Millennials still profess a desire for access to branches, but credit unions must focus attention and resources on developing an intuitive, high-functioning mobile channel to earn young adults’ business and remain viable. That advice comes from presenters at the Money 20/20 Conference.
“I’m sure people say branches remain a key component of business strategy, but branch visits aren’t part of my lifestyle or that of people I know,” Matt Boush of Discover Financial Services said at the conference.
“The long trend points to eliminating physical locations—look at music stores and book stores,” he continued. “Regardless of the big networks that exist today, around the corner there’s a recognition that’s not necessary.”
Millennials, young adults born between 1980 and 2000, are the first digital native generation and soon will displace baby boomers as the largest demographic in the labor force.
“The smartphone is going to be the foundational banking channel because it’s becoming my generation’s primary computing device,” said Josh Heggestuen, senior research analyst for BI Intelligence.
Although millennials more often use their laptops than their smartphones to conduct many banking activities—transfer funds between accounts, pay another person or a bill, or resolve an issue, for instance—that’s a form factor rather than a preference, according to Heggestuen.
“Nobody has come up with a good mobile solution to perform these tasks,” he said. “Banks are approaching this as damage control. They’re putting out apps that are similar to other institutions’ apps, so they’re going into a red ocean of competition.”
How should credit unions respond? Start by identifying the behaviors you want to harness and develop products to meet those needs, advised Jake Fuentes of Level Money, a digital budgeting tool.
“Many financial institutions pack a bunch of features into a checking account or loan, then spend hundreds of thousands of dollars to acquire customers.
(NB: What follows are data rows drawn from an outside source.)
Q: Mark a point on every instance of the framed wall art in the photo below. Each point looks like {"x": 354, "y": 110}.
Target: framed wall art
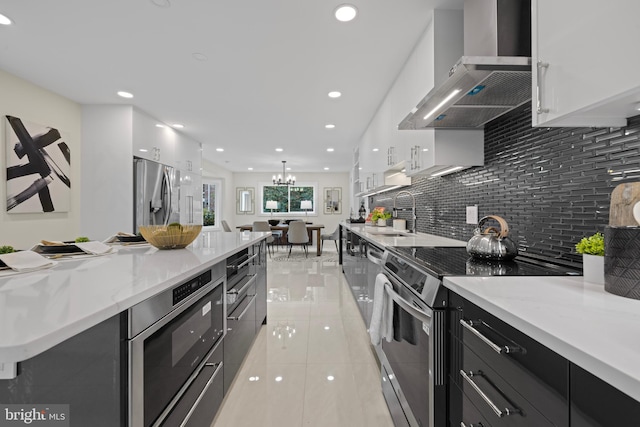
{"x": 38, "y": 168}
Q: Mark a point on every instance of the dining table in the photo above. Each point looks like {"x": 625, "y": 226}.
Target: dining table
{"x": 284, "y": 228}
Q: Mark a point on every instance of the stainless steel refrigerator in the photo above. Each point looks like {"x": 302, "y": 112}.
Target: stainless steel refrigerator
{"x": 156, "y": 193}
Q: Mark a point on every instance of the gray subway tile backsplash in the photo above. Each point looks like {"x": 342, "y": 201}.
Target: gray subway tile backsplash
{"x": 552, "y": 185}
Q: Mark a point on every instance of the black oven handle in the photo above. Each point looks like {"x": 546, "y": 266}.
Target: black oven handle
{"x": 204, "y": 390}
{"x": 236, "y": 291}
{"x": 421, "y": 315}
{"x": 239, "y": 317}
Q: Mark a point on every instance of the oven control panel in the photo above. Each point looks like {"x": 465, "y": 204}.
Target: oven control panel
{"x": 187, "y": 288}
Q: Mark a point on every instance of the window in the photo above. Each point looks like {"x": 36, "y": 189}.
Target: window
{"x": 211, "y": 198}
{"x": 288, "y": 198}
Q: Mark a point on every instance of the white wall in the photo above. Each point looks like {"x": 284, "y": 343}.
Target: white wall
{"x": 35, "y": 104}
{"x": 107, "y": 174}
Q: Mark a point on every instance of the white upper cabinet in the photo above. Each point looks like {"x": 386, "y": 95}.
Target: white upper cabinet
{"x": 585, "y": 68}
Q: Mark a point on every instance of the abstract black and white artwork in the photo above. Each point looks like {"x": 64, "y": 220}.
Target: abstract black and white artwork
{"x": 38, "y": 168}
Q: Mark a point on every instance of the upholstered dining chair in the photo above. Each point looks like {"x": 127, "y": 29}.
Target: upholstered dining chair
{"x": 264, "y": 226}
{"x": 335, "y": 236}
{"x": 298, "y": 235}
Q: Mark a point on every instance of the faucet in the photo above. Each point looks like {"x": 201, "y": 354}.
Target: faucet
{"x": 413, "y": 209}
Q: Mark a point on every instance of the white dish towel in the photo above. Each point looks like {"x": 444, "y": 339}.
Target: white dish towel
{"x": 382, "y": 314}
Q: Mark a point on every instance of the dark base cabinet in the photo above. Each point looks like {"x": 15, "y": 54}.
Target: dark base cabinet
{"x": 509, "y": 378}
{"x": 594, "y": 403}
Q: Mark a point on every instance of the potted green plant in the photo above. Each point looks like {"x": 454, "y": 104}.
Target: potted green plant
{"x": 380, "y": 217}
{"x": 592, "y": 250}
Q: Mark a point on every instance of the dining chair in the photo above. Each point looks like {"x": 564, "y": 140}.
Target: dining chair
{"x": 264, "y": 226}
{"x": 335, "y": 236}
{"x": 297, "y": 235}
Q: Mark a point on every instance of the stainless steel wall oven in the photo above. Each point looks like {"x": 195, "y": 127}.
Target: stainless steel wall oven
{"x": 175, "y": 352}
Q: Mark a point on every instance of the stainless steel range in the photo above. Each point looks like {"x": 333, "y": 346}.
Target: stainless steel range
{"x": 414, "y": 373}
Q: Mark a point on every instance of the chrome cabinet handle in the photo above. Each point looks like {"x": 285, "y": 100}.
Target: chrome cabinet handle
{"x": 239, "y": 317}
{"x": 249, "y": 282}
{"x": 495, "y": 347}
{"x": 539, "y": 109}
{"x": 488, "y": 401}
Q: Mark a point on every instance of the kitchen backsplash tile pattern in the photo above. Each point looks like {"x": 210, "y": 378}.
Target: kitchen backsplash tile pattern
{"x": 552, "y": 185}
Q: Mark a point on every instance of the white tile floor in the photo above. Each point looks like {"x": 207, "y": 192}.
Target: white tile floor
{"x": 311, "y": 364}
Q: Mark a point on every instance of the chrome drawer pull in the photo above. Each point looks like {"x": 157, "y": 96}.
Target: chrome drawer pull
{"x": 484, "y": 397}
{"x": 495, "y": 347}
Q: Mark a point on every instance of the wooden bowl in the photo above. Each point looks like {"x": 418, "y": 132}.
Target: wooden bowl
{"x": 174, "y": 236}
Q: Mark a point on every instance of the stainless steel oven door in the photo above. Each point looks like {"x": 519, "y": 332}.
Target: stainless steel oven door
{"x": 414, "y": 360}
{"x": 164, "y": 357}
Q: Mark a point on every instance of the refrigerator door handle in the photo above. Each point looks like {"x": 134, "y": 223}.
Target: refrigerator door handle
{"x": 167, "y": 201}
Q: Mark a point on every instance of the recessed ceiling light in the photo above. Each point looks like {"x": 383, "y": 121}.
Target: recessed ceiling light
{"x": 161, "y": 3}
{"x": 345, "y": 12}
{"x": 4, "y": 20}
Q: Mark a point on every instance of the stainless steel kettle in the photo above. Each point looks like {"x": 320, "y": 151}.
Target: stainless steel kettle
{"x": 492, "y": 243}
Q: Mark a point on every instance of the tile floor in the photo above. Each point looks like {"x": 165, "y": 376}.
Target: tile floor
{"x": 311, "y": 364}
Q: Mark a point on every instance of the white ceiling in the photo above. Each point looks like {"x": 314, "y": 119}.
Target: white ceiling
{"x": 264, "y": 85}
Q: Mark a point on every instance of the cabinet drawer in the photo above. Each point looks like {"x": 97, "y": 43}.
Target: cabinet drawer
{"x": 539, "y": 374}
{"x": 496, "y": 400}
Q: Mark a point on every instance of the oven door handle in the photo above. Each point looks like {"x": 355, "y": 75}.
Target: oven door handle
{"x": 421, "y": 315}
{"x": 236, "y": 291}
{"x": 241, "y": 315}
{"x": 202, "y": 393}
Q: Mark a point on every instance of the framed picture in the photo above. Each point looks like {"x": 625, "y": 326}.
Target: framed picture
{"x": 38, "y": 168}
{"x": 332, "y": 200}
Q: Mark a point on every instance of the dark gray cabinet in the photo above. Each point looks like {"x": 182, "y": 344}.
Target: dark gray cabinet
{"x": 594, "y": 403}
{"x": 510, "y": 379}
{"x": 492, "y": 361}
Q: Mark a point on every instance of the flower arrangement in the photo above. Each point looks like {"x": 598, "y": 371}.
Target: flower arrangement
{"x": 379, "y": 213}
{"x": 592, "y": 245}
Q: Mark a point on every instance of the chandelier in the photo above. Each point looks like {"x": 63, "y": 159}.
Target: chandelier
{"x": 291, "y": 180}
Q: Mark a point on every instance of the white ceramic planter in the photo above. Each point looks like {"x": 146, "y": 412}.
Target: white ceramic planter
{"x": 593, "y": 268}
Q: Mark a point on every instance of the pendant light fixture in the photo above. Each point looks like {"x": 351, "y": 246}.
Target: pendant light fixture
{"x": 290, "y": 180}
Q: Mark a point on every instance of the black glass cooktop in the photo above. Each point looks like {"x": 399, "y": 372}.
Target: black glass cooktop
{"x": 455, "y": 261}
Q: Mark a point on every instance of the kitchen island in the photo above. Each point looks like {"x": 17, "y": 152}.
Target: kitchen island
{"x": 62, "y": 330}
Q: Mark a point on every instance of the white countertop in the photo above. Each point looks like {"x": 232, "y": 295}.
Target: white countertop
{"x": 387, "y": 236}
{"x": 41, "y": 309}
{"x": 594, "y": 329}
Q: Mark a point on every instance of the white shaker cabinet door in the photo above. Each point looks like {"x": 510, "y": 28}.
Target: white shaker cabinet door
{"x": 584, "y": 60}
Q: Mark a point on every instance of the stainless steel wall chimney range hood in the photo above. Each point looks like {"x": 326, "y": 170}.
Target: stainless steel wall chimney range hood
{"x": 492, "y": 78}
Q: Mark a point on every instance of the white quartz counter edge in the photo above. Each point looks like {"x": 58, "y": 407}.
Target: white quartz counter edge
{"x": 594, "y": 329}
{"x": 41, "y": 309}
{"x": 377, "y": 235}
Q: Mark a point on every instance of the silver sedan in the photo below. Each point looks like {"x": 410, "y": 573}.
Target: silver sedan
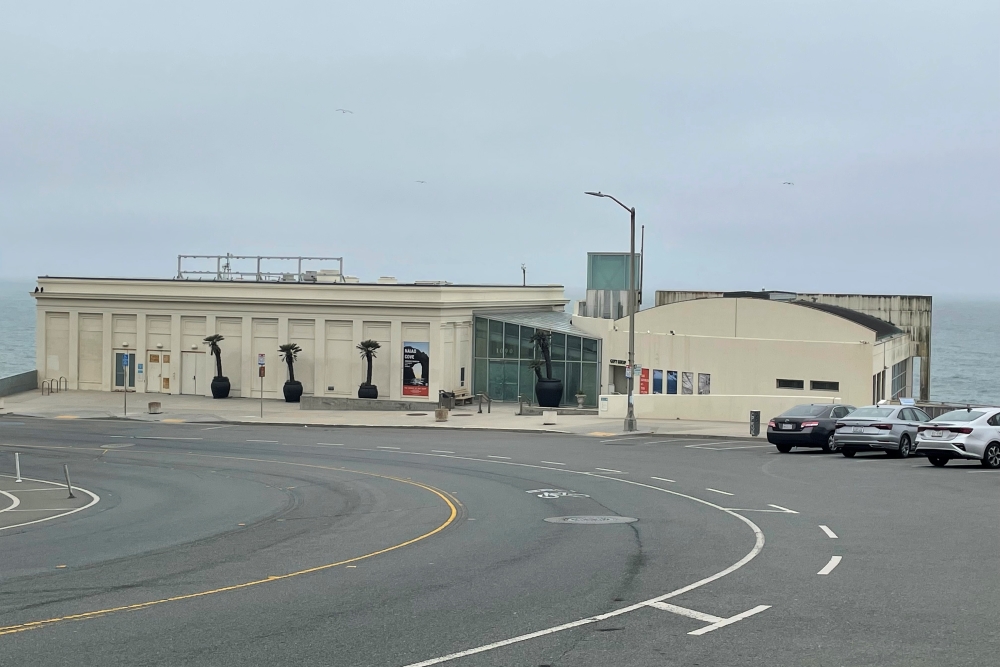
{"x": 888, "y": 428}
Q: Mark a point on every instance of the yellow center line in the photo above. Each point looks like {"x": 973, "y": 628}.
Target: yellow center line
{"x": 34, "y": 625}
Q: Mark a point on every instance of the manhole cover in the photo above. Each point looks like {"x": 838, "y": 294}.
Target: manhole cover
{"x": 591, "y": 520}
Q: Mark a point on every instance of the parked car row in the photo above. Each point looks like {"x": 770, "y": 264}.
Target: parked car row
{"x": 898, "y": 430}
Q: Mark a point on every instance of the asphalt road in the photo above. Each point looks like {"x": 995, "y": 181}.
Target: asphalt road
{"x": 246, "y": 545}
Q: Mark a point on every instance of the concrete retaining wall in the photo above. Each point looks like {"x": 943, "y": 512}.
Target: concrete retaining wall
{"x": 15, "y": 384}
{"x": 339, "y": 403}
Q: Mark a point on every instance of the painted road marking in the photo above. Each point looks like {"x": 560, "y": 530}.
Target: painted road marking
{"x": 34, "y": 625}
{"x": 834, "y": 562}
{"x": 94, "y": 500}
{"x": 715, "y": 621}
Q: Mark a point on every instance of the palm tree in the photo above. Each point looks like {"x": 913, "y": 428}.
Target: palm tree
{"x": 289, "y": 351}
{"x": 213, "y": 348}
{"x": 541, "y": 339}
{"x": 367, "y": 349}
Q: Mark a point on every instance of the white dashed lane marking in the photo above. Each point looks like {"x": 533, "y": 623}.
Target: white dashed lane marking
{"x": 834, "y": 562}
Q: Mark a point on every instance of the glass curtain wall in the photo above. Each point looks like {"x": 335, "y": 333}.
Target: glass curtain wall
{"x": 503, "y": 354}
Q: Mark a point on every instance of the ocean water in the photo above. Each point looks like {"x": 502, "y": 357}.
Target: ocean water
{"x": 965, "y": 364}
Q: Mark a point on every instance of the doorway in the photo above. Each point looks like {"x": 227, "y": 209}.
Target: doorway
{"x": 120, "y": 370}
{"x": 194, "y": 380}
{"x": 157, "y": 372}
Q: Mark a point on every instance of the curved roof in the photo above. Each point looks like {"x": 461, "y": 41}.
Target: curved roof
{"x": 881, "y": 328}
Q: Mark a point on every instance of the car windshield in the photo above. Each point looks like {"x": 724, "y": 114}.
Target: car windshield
{"x": 805, "y": 411}
{"x": 959, "y": 416}
{"x": 872, "y": 413}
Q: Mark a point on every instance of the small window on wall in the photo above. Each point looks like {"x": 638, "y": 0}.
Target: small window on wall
{"x": 823, "y": 385}
{"x": 791, "y": 384}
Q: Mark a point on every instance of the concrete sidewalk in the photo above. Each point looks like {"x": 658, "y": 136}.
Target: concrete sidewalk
{"x": 180, "y": 409}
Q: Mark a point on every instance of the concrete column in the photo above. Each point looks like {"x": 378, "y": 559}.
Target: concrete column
{"x": 73, "y": 372}
{"x": 319, "y": 352}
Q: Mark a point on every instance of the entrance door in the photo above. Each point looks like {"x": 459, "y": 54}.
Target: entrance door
{"x": 120, "y": 371}
{"x": 194, "y": 380}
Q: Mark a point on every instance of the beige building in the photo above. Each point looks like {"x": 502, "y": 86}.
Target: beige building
{"x": 87, "y": 326}
{"x": 719, "y": 358}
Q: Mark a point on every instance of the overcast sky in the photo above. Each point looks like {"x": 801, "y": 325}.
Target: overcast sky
{"x": 134, "y": 131}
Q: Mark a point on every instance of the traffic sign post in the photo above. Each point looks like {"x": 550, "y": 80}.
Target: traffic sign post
{"x": 124, "y": 381}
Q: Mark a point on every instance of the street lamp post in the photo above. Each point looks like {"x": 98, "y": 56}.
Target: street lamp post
{"x": 630, "y": 424}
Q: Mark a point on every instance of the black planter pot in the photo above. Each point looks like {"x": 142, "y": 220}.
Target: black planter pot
{"x": 548, "y": 393}
{"x": 220, "y": 387}
{"x": 292, "y": 391}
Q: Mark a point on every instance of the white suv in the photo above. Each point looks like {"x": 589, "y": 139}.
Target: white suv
{"x": 972, "y": 433}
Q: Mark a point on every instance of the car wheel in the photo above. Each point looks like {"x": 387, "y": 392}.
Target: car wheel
{"x": 991, "y": 457}
{"x": 904, "y": 447}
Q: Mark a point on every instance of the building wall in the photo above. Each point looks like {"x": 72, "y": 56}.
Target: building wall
{"x": 745, "y": 346}
{"x": 82, "y": 323}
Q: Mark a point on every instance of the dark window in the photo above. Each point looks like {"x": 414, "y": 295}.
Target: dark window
{"x": 822, "y": 385}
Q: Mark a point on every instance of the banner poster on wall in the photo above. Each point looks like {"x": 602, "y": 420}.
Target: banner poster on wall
{"x": 416, "y": 369}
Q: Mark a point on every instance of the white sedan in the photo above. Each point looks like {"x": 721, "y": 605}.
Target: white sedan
{"x": 971, "y": 433}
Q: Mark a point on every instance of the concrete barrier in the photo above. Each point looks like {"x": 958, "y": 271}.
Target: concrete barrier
{"x": 16, "y": 384}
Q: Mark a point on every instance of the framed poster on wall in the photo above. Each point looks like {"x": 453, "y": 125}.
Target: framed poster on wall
{"x": 416, "y": 369}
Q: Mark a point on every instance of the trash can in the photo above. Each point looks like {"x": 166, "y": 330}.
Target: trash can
{"x": 446, "y": 399}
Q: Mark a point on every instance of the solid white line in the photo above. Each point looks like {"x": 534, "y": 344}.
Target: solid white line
{"x": 729, "y": 621}
{"x": 783, "y": 509}
{"x": 834, "y": 562}
{"x": 757, "y": 548}
{"x": 95, "y": 499}
{"x": 14, "y": 500}
{"x": 684, "y": 611}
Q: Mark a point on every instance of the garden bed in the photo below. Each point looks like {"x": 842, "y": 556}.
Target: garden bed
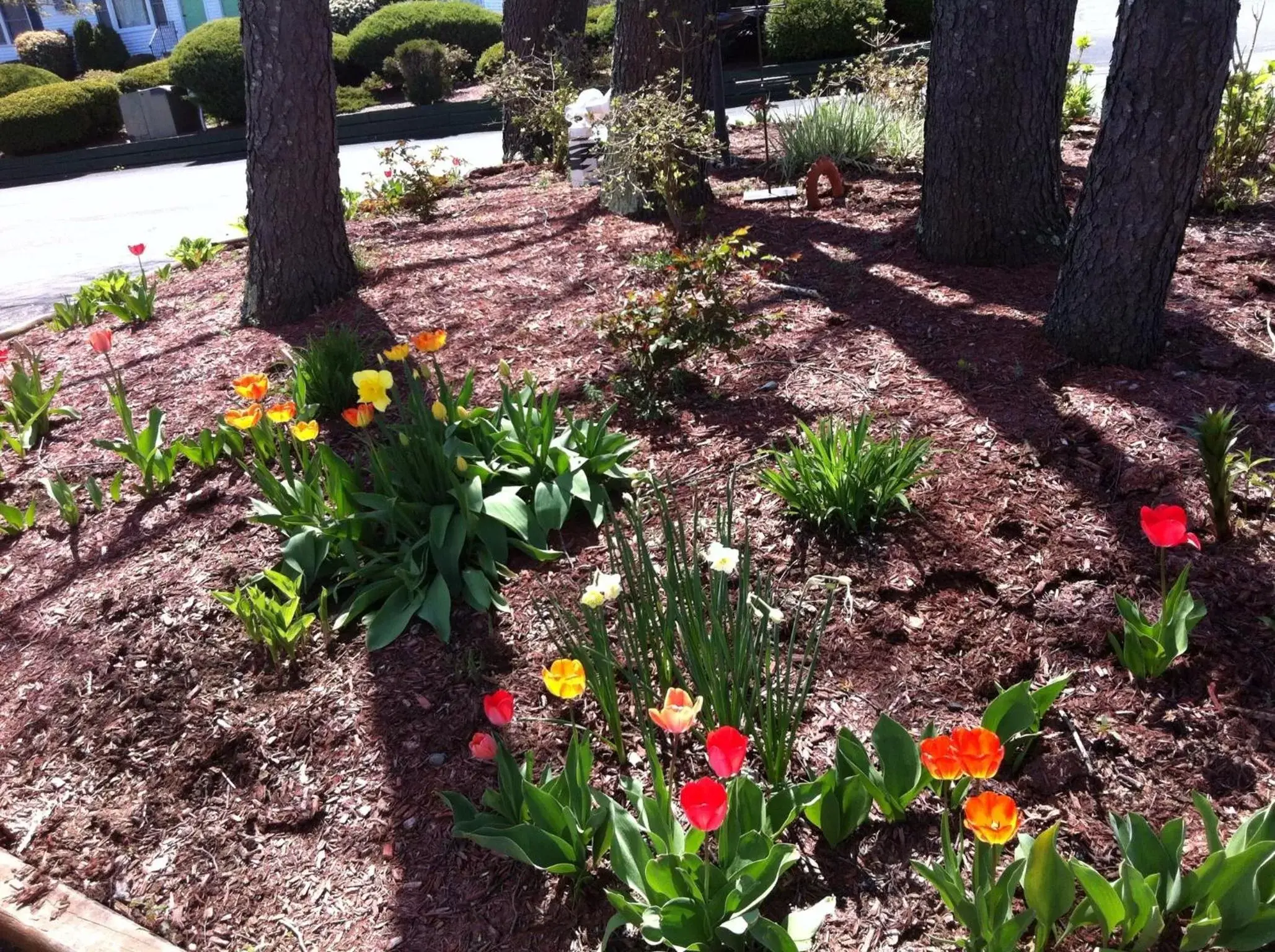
{"x": 154, "y": 764}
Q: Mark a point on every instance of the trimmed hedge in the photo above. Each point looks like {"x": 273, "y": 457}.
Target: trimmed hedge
{"x": 813, "y": 30}
{"x": 453, "y": 22}
{"x": 426, "y": 77}
{"x": 490, "y": 60}
{"x": 599, "y": 26}
{"x": 46, "y": 49}
{"x": 208, "y": 61}
{"x": 61, "y": 115}
{"x": 152, "y": 74}
{"x": 912, "y": 15}
{"x": 18, "y": 76}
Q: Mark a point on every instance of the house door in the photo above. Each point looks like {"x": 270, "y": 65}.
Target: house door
{"x": 193, "y": 12}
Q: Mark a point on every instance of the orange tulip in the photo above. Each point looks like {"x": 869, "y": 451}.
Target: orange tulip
{"x": 252, "y": 387}
{"x": 979, "y": 751}
{"x": 245, "y": 418}
{"x": 938, "y": 755}
{"x": 430, "y": 341}
{"x": 282, "y": 412}
{"x": 679, "y": 713}
{"x": 992, "y": 818}
{"x": 359, "y": 416}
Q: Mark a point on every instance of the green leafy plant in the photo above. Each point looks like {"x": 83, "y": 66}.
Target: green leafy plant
{"x": 194, "y": 253}
{"x": 1215, "y": 435}
{"x": 1078, "y": 101}
{"x": 17, "y": 520}
{"x": 27, "y": 410}
{"x": 323, "y": 370}
{"x": 839, "y": 477}
{"x": 898, "y": 777}
{"x": 1149, "y": 648}
{"x": 1017, "y": 713}
{"x": 700, "y": 309}
{"x": 63, "y": 495}
{"x": 557, "y": 825}
{"x": 79, "y": 311}
{"x": 726, "y": 638}
{"x": 272, "y": 620}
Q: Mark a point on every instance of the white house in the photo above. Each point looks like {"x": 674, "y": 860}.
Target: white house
{"x": 144, "y": 26}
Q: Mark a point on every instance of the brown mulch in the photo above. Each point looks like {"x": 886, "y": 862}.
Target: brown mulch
{"x": 152, "y": 761}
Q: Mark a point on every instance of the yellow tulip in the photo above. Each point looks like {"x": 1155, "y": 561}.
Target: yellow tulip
{"x": 374, "y": 388}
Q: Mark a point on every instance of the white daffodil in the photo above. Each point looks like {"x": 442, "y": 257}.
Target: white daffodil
{"x": 722, "y": 558}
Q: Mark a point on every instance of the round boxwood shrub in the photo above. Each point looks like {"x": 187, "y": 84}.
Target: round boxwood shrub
{"x": 813, "y": 30}
{"x": 912, "y": 15}
{"x": 426, "y": 77}
{"x": 490, "y": 60}
{"x": 453, "y": 22}
{"x": 208, "y": 61}
{"x": 48, "y": 49}
{"x": 599, "y": 26}
{"x": 61, "y": 115}
{"x": 19, "y": 76}
{"x": 144, "y": 77}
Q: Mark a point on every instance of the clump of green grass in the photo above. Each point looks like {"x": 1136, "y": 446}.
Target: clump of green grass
{"x": 840, "y": 478}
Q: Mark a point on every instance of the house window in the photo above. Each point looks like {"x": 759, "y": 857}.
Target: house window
{"x": 14, "y": 19}
{"x": 130, "y": 13}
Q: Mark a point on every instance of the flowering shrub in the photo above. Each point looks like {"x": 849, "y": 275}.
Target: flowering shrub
{"x": 700, "y": 309}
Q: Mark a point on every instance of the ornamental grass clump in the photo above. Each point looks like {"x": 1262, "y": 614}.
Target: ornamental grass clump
{"x": 840, "y": 478}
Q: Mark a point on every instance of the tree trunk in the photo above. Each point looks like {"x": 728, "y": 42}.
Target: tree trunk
{"x": 992, "y": 183}
{"x": 1170, "y": 65}
{"x": 679, "y": 37}
{"x": 299, "y": 254}
{"x": 527, "y": 30}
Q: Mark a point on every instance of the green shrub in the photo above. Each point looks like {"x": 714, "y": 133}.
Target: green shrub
{"x": 912, "y": 15}
{"x": 59, "y": 115}
{"x": 48, "y": 49}
{"x": 18, "y": 76}
{"x": 599, "y": 26}
{"x": 840, "y": 478}
{"x": 146, "y": 77}
{"x": 423, "y": 64}
{"x": 100, "y": 76}
{"x": 348, "y": 73}
{"x": 352, "y": 99}
{"x": 208, "y": 61}
{"x": 347, "y": 14}
{"x": 490, "y": 60}
{"x": 811, "y": 30}
{"x": 453, "y": 22}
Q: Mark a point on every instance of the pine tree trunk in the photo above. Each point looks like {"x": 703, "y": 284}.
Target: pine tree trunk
{"x": 299, "y": 254}
{"x": 992, "y": 182}
{"x": 526, "y": 27}
{"x": 1170, "y": 65}
{"x": 679, "y": 37}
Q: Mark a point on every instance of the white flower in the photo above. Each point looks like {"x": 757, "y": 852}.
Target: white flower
{"x": 605, "y": 588}
{"x": 722, "y": 558}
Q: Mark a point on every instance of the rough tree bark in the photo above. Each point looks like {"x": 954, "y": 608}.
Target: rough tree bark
{"x": 524, "y": 30}
{"x": 680, "y": 37}
{"x": 1170, "y": 65}
{"x": 299, "y": 254}
{"x": 992, "y": 184}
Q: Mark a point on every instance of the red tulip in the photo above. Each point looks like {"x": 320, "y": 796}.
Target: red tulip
{"x": 482, "y": 747}
{"x": 100, "y": 339}
{"x": 1166, "y": 527}
{"x": 727, "y": 747}
{"x": 499, "y": 708}
{"x": 704, "y": 803}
The product becomes secondary to the behavior that incepts it,” Fuentes said. “Focusing on the behavior that leads to the account rather than the account itself is the way to go.”
Surveys and behavioral analysis indicate most traditional banking channels are ripe for disruption, Heggestuen indicates.
For instance, millennials cite a convenient branch location as the No. 1 factor in selecting a financial institution. Yet 75% visit less than three times a month, which indicates this physical availability is a luxury and translates to higher operational costs per member.
Meantime, convenience is a connected devices’ chief advantage, in that the majority of consumers—especially young consumers—carry them everywhere.
“So why invest money in branches? Why add tablet centers when you can spend that money investing in better mobile solutions?” Heggestuen asked.
Well-placed ATMs can drive membership and promote your brand. But ATMs primarily operate as cash dispensers, and millennials who use cash will use it less often, according to Heggestuen, noting a 9% increase in the volume of millennials’ card transactions in 2014 compared with a 3% retail transaction gain.
Person-to-person transactional services such as PayPal and Venmo have further chewed into millennials’ cash-use habits.
“Cash is going to die because of new ecosystems,” Heggestuen said. “It’s not going to happen next year, but ATMs will go the way of the telephone booth.”
But can mobile augment or even supplant the financial advisory conversations that millennials crave?
Time will tell whether consumers adjust to video chat functionality rather than face-to-face conversations with credit union professionals. But Heggestuen points to smartphones’ capability to mold spending and saving behavior, in real time and over the long term, by tracking actual spending habits and aiding in purchasing decisions.
“We think the smartphone can do all of this, perhaps better than human advisers,” Heggestuen said. “The smartphone knows how much you buy and where you buy it. And gamification is a major incentive.”